Scheduling Jobs

klone uses the Slurm job scheduler. When you first ssh into klone you land on one of the two login nodes (e.g., klone-login01). Login nodes are shared amongst all users to transfer data, navigate the file system, and request resource slices to perform heavy duty computing. You should never use login nodes for heavy computing and automated mechanisms exist to monitor and enforce violations. The tool used to notify users of violations is "arbiter2" and you will receive an email for each offending process (Gardner, Migacz, and Haymore 2019).

To keep the login node in stable working order and ensure fair usage of the login node as a community resource, Hyak has a job scheduling software that will give you access to other nodes (i.e., different computers that are part of the klone cluster). The job scheduler software is called Slurm, and regular users of Hyak need to learn how to use Slurm to effectively and efficiently make use of Hyak as a resource for research computing.

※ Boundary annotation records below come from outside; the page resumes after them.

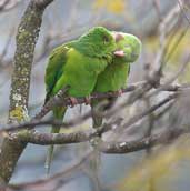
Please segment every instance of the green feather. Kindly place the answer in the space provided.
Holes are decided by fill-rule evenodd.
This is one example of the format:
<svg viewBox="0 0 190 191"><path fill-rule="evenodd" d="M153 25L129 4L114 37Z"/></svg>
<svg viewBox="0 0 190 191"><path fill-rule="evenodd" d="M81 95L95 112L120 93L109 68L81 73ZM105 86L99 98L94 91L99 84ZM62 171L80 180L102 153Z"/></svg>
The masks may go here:
<svg viewBox="0 0 190 191"><path fill-rule="evenodd" d="M49 58L46 70L46 102L69 86L67 96L87 97L96 84L98 74L102 72L112 60L116 41L110 31L103 27L96 27L81 36L78 40L56 48ZM54 119L62 120L67 108L54 108ZM53 129L59 132L59 128ZM48 151L46 168L49 172L53 147Z"/></svg>
<svg viewBox="0 0 190 191"><path fill-rule="evenodd" d="M122 38L117 42L117 49L124 51L124 57L114 57L112 62L101 72L97 79L93 92L118 91L127 86L128 76L130 72L130 63L134 62L141 51L140 40L129 33L120 33ZM104 101L104 100L103 100ZM103 112L109 109L116 99L107 99L106 107L97 108L100 102L92 102L93 128L99 128L102 124L102 118L98 117L97 112Z"/></svg>

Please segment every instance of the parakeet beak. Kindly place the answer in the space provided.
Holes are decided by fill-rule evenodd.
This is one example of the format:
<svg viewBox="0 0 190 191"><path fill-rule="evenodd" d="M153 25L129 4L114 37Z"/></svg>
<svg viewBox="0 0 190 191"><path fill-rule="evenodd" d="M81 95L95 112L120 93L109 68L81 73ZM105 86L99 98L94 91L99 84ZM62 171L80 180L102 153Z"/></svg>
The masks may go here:
<svg viewBox="0 0 190 191"><path fill-rule="evenodd" d="M116 42L118 42L124 38L121 32L112 32L112 36L113 36Z"/></svg>
<svg viewBox="0 0 190 191"><path fill-rule="evenodd" d="M113 54L117 56L117 57L124 57L124 51L123 50L116 50L113 52Z"/></svg>
<svg viewBox="0 0 190 191"><path fill-rule="evenodd" d="M121 32L112 32L112 36L113 36L116 42L118 42L124 38ZM113 54L117 57L124 57L124 51L123 50L116 50L113 52Z"/></svg>

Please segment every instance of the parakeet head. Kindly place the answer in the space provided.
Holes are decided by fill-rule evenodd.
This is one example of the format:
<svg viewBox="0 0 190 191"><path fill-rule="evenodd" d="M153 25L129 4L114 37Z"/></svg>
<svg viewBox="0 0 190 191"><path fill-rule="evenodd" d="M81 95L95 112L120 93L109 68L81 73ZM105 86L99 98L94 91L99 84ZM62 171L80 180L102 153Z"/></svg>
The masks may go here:
<svg viewBox="0 0 190 191"><path fill-rule="evenodd" d="M141 41L130 33L124 32L112 32L117 36L117 49L114 52L116 58L124 62L134 62L141 52Z"/></svg>
<svg viewBox="0 0 190 191"><path fill-rule="evenodd" d="M103 27L94 27L79 38L80 50L90 57L112 57L116 40Z"/></svg>

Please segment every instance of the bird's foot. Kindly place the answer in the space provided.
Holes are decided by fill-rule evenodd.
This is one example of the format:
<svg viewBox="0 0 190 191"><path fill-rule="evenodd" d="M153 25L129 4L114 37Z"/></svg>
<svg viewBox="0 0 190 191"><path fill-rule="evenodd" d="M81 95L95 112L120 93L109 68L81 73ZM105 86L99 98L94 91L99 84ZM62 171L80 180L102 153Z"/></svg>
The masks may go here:
<svg viewBox="0 0 190 191"><path fill-rule="evenodd" d="M90 102L91 102L91 97L90 96L84 97L84 103L90 104Z"/></svg>
<svg viewBox="0 0 190 191"><path fill-rule="evenodd" d="M120 89L120 90L116 91L116 94L117 94L118 97L121 97L121 96L122 96L122 93L123 93L122 89Z"/></svg>
<svg viewBox="0 0 190 191"><path fill-rule="evenodd" d="M70 102L71 102L71 108L73 108L76 104L78 104L78 101L77 101L77 99L76 98L73 98L73 97L69 97L69 100L70 100Z"/></svg>

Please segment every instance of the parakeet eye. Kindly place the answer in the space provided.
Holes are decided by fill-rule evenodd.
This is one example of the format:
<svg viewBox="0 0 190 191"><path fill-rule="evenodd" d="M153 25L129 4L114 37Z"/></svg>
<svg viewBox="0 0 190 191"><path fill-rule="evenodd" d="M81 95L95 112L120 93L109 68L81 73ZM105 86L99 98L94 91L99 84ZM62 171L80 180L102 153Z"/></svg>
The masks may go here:
<svg viewBox="0 0 190 191"><path fill-rule="evenodd" d="M109 38L107 36L103 37L103 42L108 43L109 42Z"/></svg>

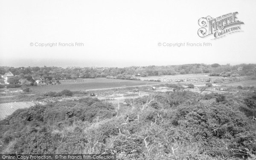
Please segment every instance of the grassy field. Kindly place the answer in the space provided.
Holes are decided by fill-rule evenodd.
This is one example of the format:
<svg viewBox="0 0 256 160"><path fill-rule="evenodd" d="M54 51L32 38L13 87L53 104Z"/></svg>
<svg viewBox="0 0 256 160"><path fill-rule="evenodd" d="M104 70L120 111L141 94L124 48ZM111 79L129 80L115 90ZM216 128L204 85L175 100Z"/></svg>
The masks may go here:
<svg viewBox="0 0 256 160"><path fill-rule="evenodd" d="M136 85L157 84L157 82L132 81L106 78L81 79L77 82L63 82L61 85L49 85L31 87L33 93L48 91L59 92L63 90L71 91L124 87Z"/></svg>
<svg viewBox="0 0 256 160"><path fill-rule="evenodd" d="M211 79L211 82L214 80L224 79L222 77L209 76L207 74L186 74L175 75L165 75L161 76L151 76L141 77L140 79L144 80L160 80L161 82L166 83L179 83L183 80L183 82L191 83L201 84L205 84L207 80ZM197 81L196 81L197 80ZM202 81L198 81L200 80Z"/></svg>

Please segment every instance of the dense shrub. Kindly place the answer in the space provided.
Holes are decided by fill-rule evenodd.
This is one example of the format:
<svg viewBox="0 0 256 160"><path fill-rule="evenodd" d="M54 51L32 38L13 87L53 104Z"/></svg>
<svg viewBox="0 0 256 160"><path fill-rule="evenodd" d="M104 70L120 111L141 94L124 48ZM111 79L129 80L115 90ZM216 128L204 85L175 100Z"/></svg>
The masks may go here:
<svg viewBox="0 0 256 160"><path fill-rule="evenodd" d="M29 88L27 87L24 87L22 88L22 91L24 92L29 92Z"/></svg>
<svg viewBox="0 0 256 160"><path fill-rule="evenodd" d="M64 90L59 92L59 93L62 96L72 96L73 93L72 92L68 90Z"/></svg>
<svg viewBox="0 0 256 160"><path fill-rule="evenodd" d="M195 85L193 84L188 84L188 88L195 88Z"/></svg>

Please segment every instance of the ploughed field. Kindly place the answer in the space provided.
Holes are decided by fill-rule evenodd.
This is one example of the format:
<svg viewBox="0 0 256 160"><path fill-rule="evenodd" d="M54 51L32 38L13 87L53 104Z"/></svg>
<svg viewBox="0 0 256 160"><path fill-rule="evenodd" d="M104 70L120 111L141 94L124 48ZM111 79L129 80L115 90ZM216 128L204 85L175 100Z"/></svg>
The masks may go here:
<svg viewBox="0 0 256 160"><path fill-rule="evenodd" d="M20 102L0 104L0 120L12 113L18 109L28 108L37 104L45 105L41 102Z"/></svg>
<svg viewBox="0 0 256 160"><path fill-rule="evenodd" d="M33 92L60 92L63 90L71 91L100 89L121 87L128 86L155 84L157 82L134 81L125 79L108 79L105 78L96 79L78 79L60 81L61 84L38 85L31 87Z"/></svg>

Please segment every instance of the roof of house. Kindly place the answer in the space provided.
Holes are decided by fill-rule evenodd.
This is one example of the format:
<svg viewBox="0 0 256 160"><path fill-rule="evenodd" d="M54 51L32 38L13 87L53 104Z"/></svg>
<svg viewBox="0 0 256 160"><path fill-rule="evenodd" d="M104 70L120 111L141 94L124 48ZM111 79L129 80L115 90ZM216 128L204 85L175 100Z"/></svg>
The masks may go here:
<svg viewBox="0 0 256 160"><path fill-rule="evenodd" d="M10 77L12 76L14 76L14 75L12 73L12 72L8 72L7 73L5 73L4 76L6 77Z"/></svg>

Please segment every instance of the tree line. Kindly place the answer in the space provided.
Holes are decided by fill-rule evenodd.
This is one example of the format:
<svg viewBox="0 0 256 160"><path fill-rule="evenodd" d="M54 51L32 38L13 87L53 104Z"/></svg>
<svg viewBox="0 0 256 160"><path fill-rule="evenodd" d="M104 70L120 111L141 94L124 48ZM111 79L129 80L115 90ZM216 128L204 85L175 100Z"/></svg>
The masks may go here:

Check out our tutorial Focused on Slurm

If you are new to Hyak and using the job scheduler, Slurm, you may find our Slurm tutorial helpful to walk you thorugh basic and advanced usage. Click here to jump to the tutorial.

Compute Resources#

The Slurm scheduler has two high-level concepts you need to know, accounts and partitions.

Accounts#

With the hyakalloc command [source code here] you can further see not only which accounts you are able to submit jobs to but also their current utilization. Resource limits are directly proportional to what was contributed by that group.

Partitions#

While you won't necessarily have access to them, it might be useful for you to see a list of Hyak's partitions. The sinfo commands contains information about the servers or nodes that compose Hyak, and the sinfo -s commands give you a summary for this information including the partitions and the hostnames that fall into each partition.

sinfo -s
PARTITION AVAIL TIMELIMIT NODES(A/I/O/T) NODELIST
compute-bigmem up infinite 28/0/0/28 n[3008-3011,3064,3066,3132-3133,3190,3244-3247,3252-3255,3353-3355,3400-3407]
ckpt up infinite 327/173/10/510 g[3001-3007,3010-3017,3020-3027,3030-3037,3040-3047,3050-3057,3060-3067,3070-3077,3080-3085],n[3000-3431],z[3001-3002,3005-3011]
ckpt-all up infinite 368/195/10/573 g[3001-3007,3010-3017,3020-3027,3030-3037,3040-3047,3050-3057,3060-3067,3070-3077,3080-3085,3090-3122],n[3000-3461],z[3001-3002,3005-3011]
ckpt-g2 up infinite 41/22/0/63 g[3090-3122],n[3432-3461]
compute* up infinite 197/170/7/374 n[3012-3015,3024-3063,3068-3131,3134-3189,3191-3239,3248-3251,3256-3299,3304-3352,3356-3363,3368-3399,3408-3431]
cpu-g2 up infinite 7/19/0/26 n[3432-3438,3440,3442,3444,3446-3461]
cpu-g2-mem2x up infinite 2/2/0/4 n[3439,3441,3443,3445]
gpu-2080ti up infinite 10/1/2/13 g[3001-3007,3014-3017,3027],z3001
gpu-a100 up infinite 8/0/0/8 g[3080-3085],z[3010-3011]
gpu-a40 up infinite 32/0/0/32 g[3040-3047,3050-3057,3060-3067,3070-3077]
gpu-l40 up infinite 15/0/0/15 g[3090-3099,3115-3119]
gpu-l40s up infinite 17/1/0/18 g[3100-3114,3120-3122]
gpu-p100 up infinite 2/0/0/2 z[3005-3006]
gpu-rtx6k up infinite 19/0/0/19 g[3010-3013,3020-3026,3030-3037]
gpu-titan up infinite 1/0/0/1 z3002
compute-hugemem up infinite 27/2/1/30 n[3000-3007,3016-3023,3065,3067,3240-3243,3300-3303,3364-3367]
compute-ultramem up infinite 3/0/0/3 z[3007-3009]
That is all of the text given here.